Hi,
I’m trying to do multi-class semantic segmentation on modified Cityscapes dataset. Masks have been modified so that color(shade of gray) matches id of the class. Since i’m new to pytorch i don’t know if setup of my project is any good.
This is my dataloader (Note: i’m resizing images to 100x100 just so i can test training before running it on dedicated machines)
import torch
from torch.utils.data.dataset import Dataset # For custom data-sets
from torchvision import transforms
from torch.utils.data import DataLoader
import torchvision.transforms.functional as TF
from PIL import Image
import glob
import random
import numpy as np
import matplotlib.pyplot as plt
train_image_path = glob.glob("/home/filip/diplomski-code/data/rvc_uint8/images/train/cityscapes-34/*.png")

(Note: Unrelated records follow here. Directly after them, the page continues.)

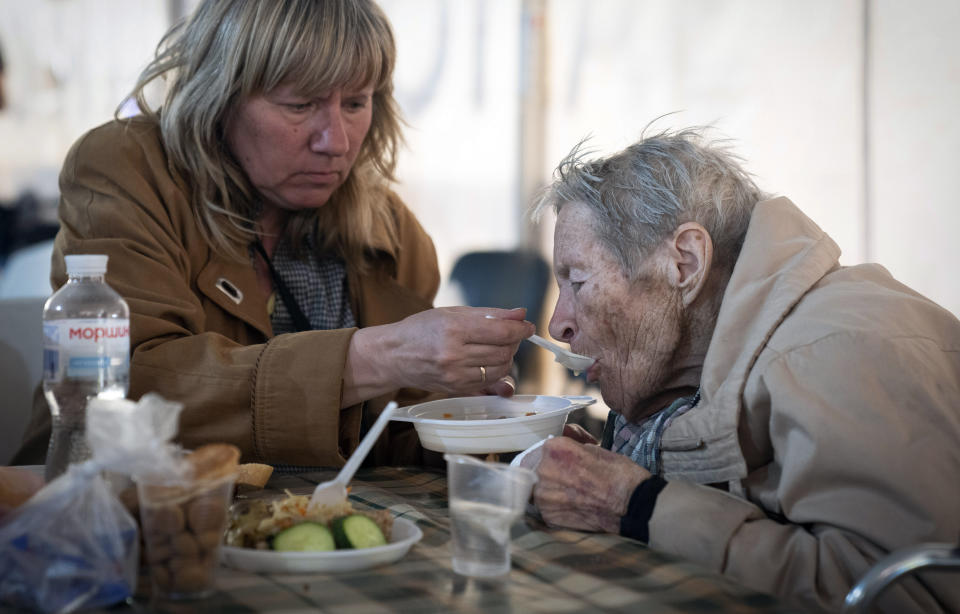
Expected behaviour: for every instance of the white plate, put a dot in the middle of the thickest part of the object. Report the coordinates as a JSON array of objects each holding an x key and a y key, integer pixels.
[
  {"x": 491, "y": 424},
  {"x": 403, "y": 535}
]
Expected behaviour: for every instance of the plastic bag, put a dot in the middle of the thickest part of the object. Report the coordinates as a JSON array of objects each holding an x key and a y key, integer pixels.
[{"x": 72, "y": 545}]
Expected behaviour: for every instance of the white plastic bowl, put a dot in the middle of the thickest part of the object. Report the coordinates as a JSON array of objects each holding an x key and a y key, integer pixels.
[{"x": 490, "y": 424}]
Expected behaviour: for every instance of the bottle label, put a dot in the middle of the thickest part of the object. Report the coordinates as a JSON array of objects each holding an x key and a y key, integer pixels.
[{"x": 85, "y": 348}]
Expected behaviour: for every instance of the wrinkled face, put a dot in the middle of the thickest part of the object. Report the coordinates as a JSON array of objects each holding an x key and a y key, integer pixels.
[
  {"x": 633, "y": 328},
  {"x": 297, "y": 150}
]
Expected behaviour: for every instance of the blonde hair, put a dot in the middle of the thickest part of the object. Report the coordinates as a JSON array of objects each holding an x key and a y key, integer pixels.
[{"x": 229, "y": 50}]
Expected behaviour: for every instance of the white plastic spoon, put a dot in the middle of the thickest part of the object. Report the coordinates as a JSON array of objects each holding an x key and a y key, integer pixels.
[
  {"x": 334, "y": 491},
  {"x": 574, "y": 362}
]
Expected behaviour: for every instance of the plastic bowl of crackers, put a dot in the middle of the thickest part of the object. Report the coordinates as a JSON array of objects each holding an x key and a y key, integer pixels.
[{"x": 490, "y": 424}]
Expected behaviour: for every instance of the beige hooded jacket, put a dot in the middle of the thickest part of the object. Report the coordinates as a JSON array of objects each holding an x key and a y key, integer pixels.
[{"x": 831, "y": 420}]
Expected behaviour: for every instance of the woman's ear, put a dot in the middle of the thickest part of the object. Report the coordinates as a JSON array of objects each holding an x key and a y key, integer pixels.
[{"x": 690, "y": 257}]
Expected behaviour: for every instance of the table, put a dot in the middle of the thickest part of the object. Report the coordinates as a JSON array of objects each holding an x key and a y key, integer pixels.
[{"x": 553, "y": 570}]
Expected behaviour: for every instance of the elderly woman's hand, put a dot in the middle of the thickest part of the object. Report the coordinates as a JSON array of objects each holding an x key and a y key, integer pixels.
[
  {"x": 454, "y": 350},
  {"x": 584, "y": 486}
]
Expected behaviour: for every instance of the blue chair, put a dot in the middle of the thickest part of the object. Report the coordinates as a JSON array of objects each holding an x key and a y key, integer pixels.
[{"x": 505, "y": 279}]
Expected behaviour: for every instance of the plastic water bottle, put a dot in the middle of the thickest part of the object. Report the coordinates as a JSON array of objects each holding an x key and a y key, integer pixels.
[{"x": 86, "y": 353}]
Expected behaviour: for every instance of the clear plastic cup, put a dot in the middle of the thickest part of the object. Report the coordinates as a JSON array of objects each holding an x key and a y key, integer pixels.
[
  {"x": 484, "y": 501},
  {"x": 182, "y": 531}
]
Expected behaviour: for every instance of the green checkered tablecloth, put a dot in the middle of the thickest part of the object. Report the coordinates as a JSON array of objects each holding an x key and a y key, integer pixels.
[{"x": 553, "y": 570}]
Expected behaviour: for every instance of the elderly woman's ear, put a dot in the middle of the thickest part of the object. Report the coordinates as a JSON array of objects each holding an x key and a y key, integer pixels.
[{"x": 689, "y": 255}]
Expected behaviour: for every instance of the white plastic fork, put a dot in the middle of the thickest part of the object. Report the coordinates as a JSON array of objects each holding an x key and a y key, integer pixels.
[
  {"x": 574, "y": 362},
  {"x": 334, "y": 491}
]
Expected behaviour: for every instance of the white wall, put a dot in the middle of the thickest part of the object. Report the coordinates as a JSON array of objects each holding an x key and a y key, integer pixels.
[{"x": 783, "y": 79}]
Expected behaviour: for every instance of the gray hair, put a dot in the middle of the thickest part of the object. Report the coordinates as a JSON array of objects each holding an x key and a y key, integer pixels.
[
  {"x": 229, "y": 50},
  {"x": 640, "y": 195}
]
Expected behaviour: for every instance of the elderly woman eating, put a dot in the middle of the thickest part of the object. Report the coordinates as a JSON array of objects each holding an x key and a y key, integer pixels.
[{"x": 776, "y": 416}]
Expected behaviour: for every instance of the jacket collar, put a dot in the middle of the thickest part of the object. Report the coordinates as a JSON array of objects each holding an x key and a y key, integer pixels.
[{"x": 783, "y": 256}]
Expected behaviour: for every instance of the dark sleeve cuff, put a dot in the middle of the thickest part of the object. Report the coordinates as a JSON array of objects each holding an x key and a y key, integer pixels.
[{"x": 636, "y": 522}]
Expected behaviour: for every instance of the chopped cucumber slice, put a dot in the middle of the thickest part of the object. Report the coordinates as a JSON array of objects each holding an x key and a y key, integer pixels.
[
  {"x": 306, "y": 536},
  {"x": 357, "y": 531}
]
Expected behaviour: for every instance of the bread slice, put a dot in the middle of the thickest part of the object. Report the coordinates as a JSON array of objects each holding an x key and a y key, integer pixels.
[{"x": 253, "y": 476}]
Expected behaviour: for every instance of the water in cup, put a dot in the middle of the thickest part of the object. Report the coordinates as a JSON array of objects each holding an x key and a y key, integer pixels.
[
  {"x": 485, "y": 500},
  {"x": 481, "y": 536}
]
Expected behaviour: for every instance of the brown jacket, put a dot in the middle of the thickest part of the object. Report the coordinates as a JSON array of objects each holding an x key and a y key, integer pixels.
[
  {"x": 276, "y": 397},
  {"x": 830, "y": 414}
]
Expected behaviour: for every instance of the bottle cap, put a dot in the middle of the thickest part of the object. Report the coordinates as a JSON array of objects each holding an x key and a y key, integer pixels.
[{"x": 86, "y": 264}]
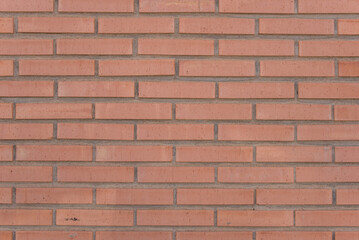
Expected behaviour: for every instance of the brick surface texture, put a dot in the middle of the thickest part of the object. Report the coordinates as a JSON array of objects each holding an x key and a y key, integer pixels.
[{"x": 179, "y": 120}]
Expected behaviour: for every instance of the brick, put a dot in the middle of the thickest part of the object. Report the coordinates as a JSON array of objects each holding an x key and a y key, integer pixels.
[
  {"x": 133, "y": 153},
  {"x": 245, "y": 132},
  {"x": 255, "y": 175},
  {"x": 133, "y": 111},
  {"x": 215, "y": 196},
  {"x": 294, "y": 196},
  {"x": 327, "y": 174},
  {"x": 329, "y": 48},
  {"x": 135, "y": 67},
  {"x": 216, "y": 25},
  {"x": 258, "y": 90},
  {"x": 256, "y": 47},
  {"x": 175, "y": 217},
  {"x": 53, "y": 111},
  {"x": 53, "y": 235},
  {"x": 333, "y": 90},
  {"x": 328, "y": 6},
  {"x": 94, "y": 46},
  {"x": 175, "y": 174},
  {"x": 25, "y": 174},
  {"x": 134, "y": 196},
  {"x": 136, "y": 25},
  {"x": 267, "y": 111},
  {"x": 175, "y": 132},
  {"x": 95, "y": 131},
  {"x": 87, "y": 217},
  {"x": 296, "y": 26},
  {"x": 348, "y": 26},
  {"x": 253, "y": 218},
  {"x": 297, "y": 68},
  {"x": 194, "y": 47},
  {"x": 317, "y": 154},
  {"x": 176, "y": 89},
  {"x": 347, "y": 196},
  {"x": 328, "y": 132},
  {"x": 93, "y": 89},
  {"x": 133, "y": 235},
  {"x": 223, "y": 154},
  {"x": 56, "y": 25},
  {"x": 94, "y": 174},
  {"x": 148, "y": 6},
  {"x": 53, "y": 195},
  {"x": 110, "y": 6},
  {"x": 26, "y": 131},
  {"x": 333, "y": 218},
  {"x": 56, "y": 67},
  {"x": 216, "y": 68},
  {"x": 53, "y": 153},
  {"x": 26, "y": 6},
  {"x": 25, "y": 217},
  {"x": 26, "y": 89},
  {"x": 346, "y": 154}
]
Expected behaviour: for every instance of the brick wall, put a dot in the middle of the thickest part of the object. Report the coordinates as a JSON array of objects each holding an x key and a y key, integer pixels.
[{"x": 179, "y": 119}]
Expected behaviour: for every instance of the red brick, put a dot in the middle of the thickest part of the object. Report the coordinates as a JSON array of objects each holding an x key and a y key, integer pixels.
[
  {"x": 175, "y": 174},
  {"x": 94, "y": 46},
  {"x": 294, "y": 196},
  {"x": 26, "y": 131},
  {"x": 26, "y": 6},
  {"x": 327, "y": 218},
  {"x": 53, "y": 153},
  {"x": 134, "y": 196},
  {"x": 176, "y": 89},
  {"x": 267, "y": 111},
  {"x": 133, "y": 111},
  {"x": 249, "y": 218},
  {"x": 216, "y": 25},
  {"x": 93, "y": 89},
  {"x": 256, "y": 47},
  {"x": 25, "y": 174},
  {"x": 216, "y": 68},
  {"x": 54, "y": 195},
  {"x": 297, "y": 68},
  {"x": 256, "y": 90},
  {"x": 25, "y": 217},
  {"x": 136, "y": 25},
  {"x": 175, "y": 218},
  {"x": 26, "y": 89},
  {"x": 327, "y": 174},
  {"x": 175, "y": 47},
  {"x": 95, "y": 131},
  {"x": 53, "y": 111},
  {"x": 175, "y": 132},
  {"x": 94, "y": 174},
  {"x": 214, "y": 154},
  {"x": 87, "y": 217},
  {"x": 56, "y": 25},
  {"x": 236, "y": 132},
  {"x": 215, "y": 196},
  {"x": 294, "y": 154},
  {"x": 177, "y": 6},
  {"x": 333, "y": 90},
  {"x": 328, "y": 132},
  {"x": 296, "y": 26},
  {"x": 56, "y": 67},
  {"x": 133, "y": 153},
  {"x": 135, "y": 67},
  {"x": 113, "y": 6}
]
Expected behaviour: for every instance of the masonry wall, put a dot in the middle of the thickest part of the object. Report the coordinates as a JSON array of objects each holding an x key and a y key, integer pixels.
[{"x": 179, "y": 119}]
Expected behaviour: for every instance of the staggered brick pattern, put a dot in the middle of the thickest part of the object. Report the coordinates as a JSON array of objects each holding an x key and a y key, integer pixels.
[{"x": 179, "y": 119}]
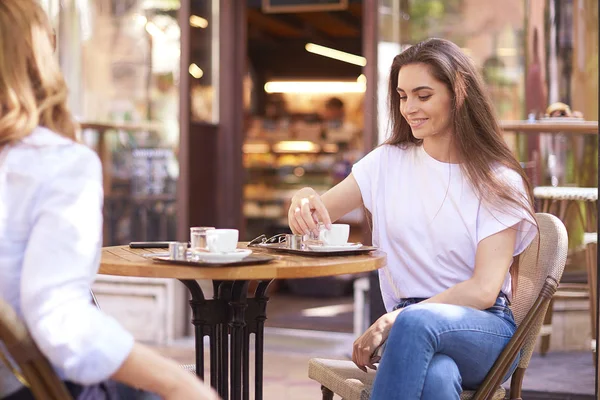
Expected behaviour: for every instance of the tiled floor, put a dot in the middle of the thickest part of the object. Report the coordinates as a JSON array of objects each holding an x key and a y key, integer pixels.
[
  {"x": 287, "y": 351},
  {"x": 556, "y": 376}
]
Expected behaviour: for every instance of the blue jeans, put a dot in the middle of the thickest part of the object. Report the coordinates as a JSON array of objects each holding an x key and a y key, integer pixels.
[{"x": 435, "y": 350}]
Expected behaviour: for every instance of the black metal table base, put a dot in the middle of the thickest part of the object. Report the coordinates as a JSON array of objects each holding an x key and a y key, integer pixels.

train_mask_path = glob.glob("/home/filip/diplomski-code/data/rvc_uint8/annotations/train/cityscapes-34/*.png")
val_image_path = glob.glob("/home/filip/diplomski-code/data/rvc_uint8/images/val/cityscapes-34/*.png")
val_mask_path = glob.glob("/home/filip/diplomski-code/data/rvc_uint8/annotations/val/cityscapes-34/*.png")
class MyDataset(Dataset):
def __init__(self, image_path, mask_path,train=True):
self.image_path = image_path
self.mask_path = mask_path
self.transformT = transforms.ToTensor()
def mask_to_class(self, mask):
for k in self.mapping:
mask[mask==k] = self.mapping[k]
return mask
def transform(self, image, mask):
resize = transforms.Resize(size=(100,100), interpolation=Image.NEAREST) #Resize
image = resize(image)
mask = resize(mask)
#Random crop
i, j, h, w = transforms.RandomCrop.get_params(image, output_size=(90,90))
image = TF.crop(image,i,j,h,w)
mask = TF.crop(mask, i ,j, h, w)
#Random vertical flip
if random.random() > 0.5:
image = TF.vflip(image)
mask = TF.vflip(mask)
return image, mask
def __getitem__(self, index):
image = Image.open(self.image_path[index])
mask = Image.open(self.mask_path[index])
image, mask = self.transform(image, mask)
image = self.transformT(image)
mask = torch.from_numpy(np.array(mask, dtype=np.uint8))
#mask = self.mask_to_class(mask)
mask = mask.long()
return image, mask
def __len__(self):
return len(self.image_path)
train_dataset = MyDataset(train_image_path, train_mask_path, train=True)
train_dataloader = torch.utils.data.DataLoader(train_dataset, batch_size=16, shuffle=True)
val_dataset = MyDataset(val_image_path, val_mask_path, train=True)
val_dataloader = torch.utils.data.DataLoader(val_dataset, batch_size=16, shuffle=False)
batch_x, batch_y = next(iter(val_dataloader))
print('y shape ', batch_y.shape)
print('x shape ', batch_x.shape)
#print('unique values of x rgb ', torch.unique(batch_x[0]))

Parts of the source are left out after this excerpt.